February 27, 2018
Weil, in partnership with the Innocence Project, secured a milestone victory for Garr Keith Hardin, a pro bono client who served more than 20 years of a life sentence for a crime he did not commit. On February 26, 2018, Meade County Circuit Court Judge Bruce Butler granted the Kentucky Attorney General’s motion to dismiss the 1995 murder convictions of Garr Keith Hardin and Jeffrey Dewayne Clark based on DNA testing and evidence of police misconduct.
Keith Hardin and Jeffrey Clark were convicted in 1995 of fatally stabbing 19-year-old Rhonda Sue Warford and dumping her body in a field locally referred to as Dead Horse Hollow. At trial, the prosecution’s main “evidence” was its claim that Hardin and Clark committed the 1992 murder as part of a Satanic sacrifice – this was despite the fact that the state’s own expert acknowledged that nothing about the crime was consistent with a Satanic ritual sacrifice.
A microscopic hair expert claimed that a hair found on the sweatpants worn by the victim at the time of her death “matched” to Hardin. This was the only physical evidence linking the men to the crime or crime scene. In fact, hairs recovered from the victim’s hand did not match either Hardin or Clark.
At trial, the state relied on the testimony of a jailhouse informant who claimed that Clark confessed to the crime. In 1995, shortly after Hardin and Clark’s convictions, a letter surfaced revealing that the jailhouse informant attempted to solicit another inmate to fabricate testimony against Hardin and Clark to receive a reduced sentence. Shortly after the verdict, Hardin and Clark moved for a new trial based on this letter proving that the jailhouse informant committed perjury. However, the 1995 trial court refused to vacate their convictions, ruling that the new evidence would not have changed the outcome.
The state also claimed a bloody cloth and broken glass recovered from Hardin’s home supported its theory that the crime was motivated by Satanic sacrifice. The prosecution claimed that the blood on the cloth was deposited during a ritual animal sacrifice and the glass was a “chalice” from which Hardin drank the blood of the animals he sacrificed for Satan. At trial, Hardin testified that the blood on the cloth was his own blood, caused by cutting himself on the glass. The amount of blood was insufficient for DNA testing at the time of trial.
To connect the blood-stained cloth to the state’s theory, prosecutors relied on the sworn testimony of Detective Mark Handy. Handy testified that Hardin told him that he killed animals as a form of Satanic ritual and “got tired of looking at animals and began to want to do human sacrifices.” Hardin denied ever killing animals or ever making these statements. The two men were convicted and sentenced to life in prison.

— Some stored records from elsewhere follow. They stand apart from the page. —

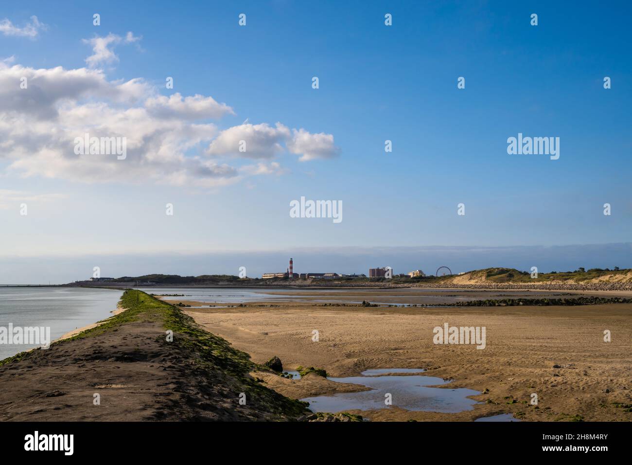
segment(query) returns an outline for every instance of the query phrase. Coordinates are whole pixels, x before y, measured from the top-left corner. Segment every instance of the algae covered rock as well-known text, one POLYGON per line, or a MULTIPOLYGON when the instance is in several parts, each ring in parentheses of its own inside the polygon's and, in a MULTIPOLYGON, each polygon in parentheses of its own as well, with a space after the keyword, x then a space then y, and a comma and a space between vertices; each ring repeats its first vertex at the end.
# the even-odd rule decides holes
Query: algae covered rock
POLYGON ((281 363, 281 359, 276 356, 274 356, 264 363, 264 366, 266 368, 269 368, 274 371, 277 371, 279 373, 283 371, 283 364, 281 363))

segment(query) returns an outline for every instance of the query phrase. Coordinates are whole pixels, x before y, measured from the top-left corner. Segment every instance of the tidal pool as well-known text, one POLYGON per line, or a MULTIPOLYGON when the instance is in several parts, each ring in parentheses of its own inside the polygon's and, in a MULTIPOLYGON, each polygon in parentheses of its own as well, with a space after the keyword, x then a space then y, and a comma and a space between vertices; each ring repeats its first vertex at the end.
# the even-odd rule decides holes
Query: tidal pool
POLYGON ((301 400, 310 403, 314 412, 341 412, 347 410, 376 410, 388 408, 385 400, 391 394, 392 406, 416 411, 456 413, 471 410, 476 400, 468 399, 480 392, 472 389, 428 387, 451 382, 441 378, 416 375, 386 375, 386 373, 418 373, 423 369, 414 368, 382 368, 368 369, 361 376, 327 378, 337 383, 359 384, 372 388, 362 392, 344 392, 333 395, 306 397, 301 400), (381 376, 380 376, 381 375, 381 376))

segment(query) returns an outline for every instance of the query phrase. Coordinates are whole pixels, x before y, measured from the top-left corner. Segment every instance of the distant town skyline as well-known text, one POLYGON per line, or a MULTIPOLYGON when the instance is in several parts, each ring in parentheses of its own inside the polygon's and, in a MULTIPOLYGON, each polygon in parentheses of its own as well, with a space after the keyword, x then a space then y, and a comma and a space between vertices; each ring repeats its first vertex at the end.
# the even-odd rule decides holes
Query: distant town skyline
POLYGON ((504 266, 542 272, 573 271, 580 267, 632 268, 632 243, 583 245, 417 247, 296 248, 292 251, 228 251, 125 254, 95 254, 89 256, 0 257, 0 284, 63 284, 89 279, 98 266, 101 276, 119 278, 154 273, 199 276, 260 277, 264 273, 287 268, 294 259, 295 273, 335 272, 367 274, 378 264, 391 266, 396 273, 421 270, 434 274, 447 266, 458 274, 472 270, 504 266), (387 264, 390 263, 391 264, 387 264), (324 271, 326 270, 326 271, 324 271))
POLYGON ((69 4, 0 11, 0 283, 632 266, 628 3, 69 4))

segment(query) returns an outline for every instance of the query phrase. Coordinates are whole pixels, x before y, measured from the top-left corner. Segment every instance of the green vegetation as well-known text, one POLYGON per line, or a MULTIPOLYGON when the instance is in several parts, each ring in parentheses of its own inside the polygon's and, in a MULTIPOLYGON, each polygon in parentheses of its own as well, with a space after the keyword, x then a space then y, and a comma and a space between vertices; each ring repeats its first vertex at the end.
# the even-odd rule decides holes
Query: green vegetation
MULTIPOLYGON (((561 299, 486 299, 483 301, 468 301, 466 302, 456 302, 452 304, 445 304, 446 306, 460 307, 504 307, 516 305, 603 305, 604 304, 632 304, 632 299, 625 297, 562 297, 561 299)), ((437 304, 441 306, 442 304, 437 304)))
MULTIPOLYGON (((583 267, 580 267, 574 271, 551 271, 550 273, 538 273, 537 278, 532 278, 531 273, 528 271, 521 271, 515 268, 485 268, 468 271, 473 279, 484 278, 491 283, 545 283, 547 281, 568 281, 572 280, 578 283, 582 281, 596 279, 604 276, 622 276, 628 274, 632 270, 619 270, 615 266, 614 270, 607 268, 591 268, 587 271, 583 267)), ((440 276, 439 280, 449 280, 453 276, 440 276)))
MULTIPOLYGON (((134 289, 125 292, 119 304, 126 310, 104 320, 99 326, 53 343, 51 346, 116 331, 123 325, 134 322, 158 323, 164 332, 157 333, 156 340, 161 344, 174 344, 174 349, 187 354, 183 363, 189 364, 191 370, 221 372, 227 380, 234 380, 230 382, 240 390, 238 392, 246 394, 248 399, 252 399, 249 404, 265 406, 267 411, 294 418, 311 413, 307 410, 307 402, 289 399, 257 383, 248 373, 265 370, 264 366, 253 363, 248 354, 234 349, 226 340, 205 331, 176 306, 134 289), (173 332, 173 342, 166 342, 167 330, 173 332)), ((34 352, 18 354, 0 363, 11 363, 27 357, 34 352)))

In moving to dismiss the indictments, the Attorney General acknowledges that Det. Handy’s claim that Hardin stated that he wanted to commit human sacrifices is no longer credible. The motion acknowledges that Handy has been investigated for falsifying the confession of Edwin Chandler, who served 10 years in prison for a murder he didn’t commit, and concludes, “Put bluntly, the Commonwealth cannot put credibility into an unrecorded statement taken by a detective who has a documented history of fabricating details of a murder case in his investigative summaries.”
The Innocence Project and the Kentucky Innocence Project, representing Jeffrey Clark, moved for DNA testing in 2009. The trial court denied the request. After years of appeals, in 2013, the Kentucky Supreme Court granted testing and ruled that it was “mystified, if not amazed, that the Commonwealth has such little interest” in the possibility that DNA testing might yield exculpatory results. DNA testing was conducted on the hair on the victim’s sweatpants that the state’s analyst previously claimed “matched” to Hardin. The hair conclusively did not come from Hardin or Clark, disproving a significant part of the state’s case against the men. DNA testing was also performed on the blood on the cloth that the prosecution claimed was deposited during a Satanic animal sacrifice. The testing revealed that the blood was in fact Hardin’s own blood, as he truthfully testified at trial.
Based on the DNA evidence and the new evidence that Det. Handy was recommended for a criminal investigation for his misconduct in another wrongful conviction case, Meade County Circuit Court Judge Bruce Butler vacated Hardin’s and Clark’s convictions in July 2016 and later released them on bail. The prosecution appealed the court’s decision which went back to the Supreme Court of Kentucky, which affirmed the Circuit Court’s decision to vacate the convictions.
Shortly after the men were granted a new trial, the Commonwealth indicted the men on new charges of kidnapping, which the state believed would have enabled the prosecution to seek the death penalty, and perjury, because the men, after wrongly serving years in prison for the crime, made incriminating statements to the parole board in the hope of being released. The defendants filed a motion to dismiss the new indictments on the basis of vindictive prosecution, and the Circuit Court granted the motion on January 19, 2018.
The Attorney General’s office, which took over the case last fall, agreed to reinvestigate the case, resulting in today’s motion to dismiss the indictments, in which the Office of the Attorney General stated that its “Constitutional obligation is to adhere to its mandate to do justice.”